Molecular Dynamics Investigation of Biomimetic Antifreeze Macromolecules
Supervised by Dr. Rebecca Notman
Antifreeze glycoproteins are essential for preventing ice-induced death in polar fish. They function at much lower concentrations than conventional antifreeze agents, such as DMSO and glycerol. These proteins could improve cryostorage of biological materials, such as blood, stem cells and potentially whole organs. These proteins are not exploited due to the paucity of the material, this is a result of difficulties in the extraction of significant quantities from natural sources and the challanges of the total synthesis. Recently, the Gibson Group have demonstrated that relatively simple synthetic polymers can reproduce some of the properties of these proteins. These are 3 peptides functionalised with a monosaccharide. The aim of this project is to use molecular dynamics (MD) to elucidate the molecular-level mechanisms of these polymers.

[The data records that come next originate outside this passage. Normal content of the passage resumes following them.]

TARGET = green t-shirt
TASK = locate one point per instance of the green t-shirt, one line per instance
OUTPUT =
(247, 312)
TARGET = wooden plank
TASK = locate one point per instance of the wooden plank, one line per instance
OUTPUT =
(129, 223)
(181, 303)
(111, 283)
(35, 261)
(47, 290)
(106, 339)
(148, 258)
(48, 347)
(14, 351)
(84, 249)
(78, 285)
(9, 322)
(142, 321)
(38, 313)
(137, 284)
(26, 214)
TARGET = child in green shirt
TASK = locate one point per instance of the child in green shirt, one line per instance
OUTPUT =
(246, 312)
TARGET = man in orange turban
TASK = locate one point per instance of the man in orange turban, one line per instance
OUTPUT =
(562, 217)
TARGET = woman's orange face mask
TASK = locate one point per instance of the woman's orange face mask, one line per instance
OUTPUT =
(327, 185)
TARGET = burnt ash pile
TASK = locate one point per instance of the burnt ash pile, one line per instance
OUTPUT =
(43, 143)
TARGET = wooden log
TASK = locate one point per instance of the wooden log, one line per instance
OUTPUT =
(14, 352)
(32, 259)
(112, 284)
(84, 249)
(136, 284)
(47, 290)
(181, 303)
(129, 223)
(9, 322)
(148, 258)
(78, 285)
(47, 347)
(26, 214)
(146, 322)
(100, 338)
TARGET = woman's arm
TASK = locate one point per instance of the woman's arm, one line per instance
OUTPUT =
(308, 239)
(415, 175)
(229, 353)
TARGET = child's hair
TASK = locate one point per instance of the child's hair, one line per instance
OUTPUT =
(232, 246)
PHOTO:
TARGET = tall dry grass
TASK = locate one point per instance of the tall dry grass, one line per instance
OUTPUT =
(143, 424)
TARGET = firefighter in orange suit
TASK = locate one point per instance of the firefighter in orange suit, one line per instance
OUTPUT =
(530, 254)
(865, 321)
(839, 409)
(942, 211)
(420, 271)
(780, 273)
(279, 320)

All atom simulations of 4 molecules were carried out for 100 ns in a specially selected 4 site explicit water model, TIP4P/ICE. This model was chosen as it gives the best representation of the melting piont of water. The simulations were run at two temperatures above and below the freezing of water. The two temperatures were 267 K and 298 K which correspond to the temperatures used in the Gibson lab for recrystallisation inhibition testing.
The Gibson groups found that the tripeptide functionlised with galactose showed appreciable recrystallisation inhibition, whereas the tripeptide functionlised with the stereoisomer of galactose, glucose did not. The most dominant structures determined by cluster analysis from the MD simulations showed a marked differenece in the structures at 267 K. The pictures show the three most dominant structures of each of the molecules overlaid. The galactose functionalised peptide showed a more extended solvent accessible structure.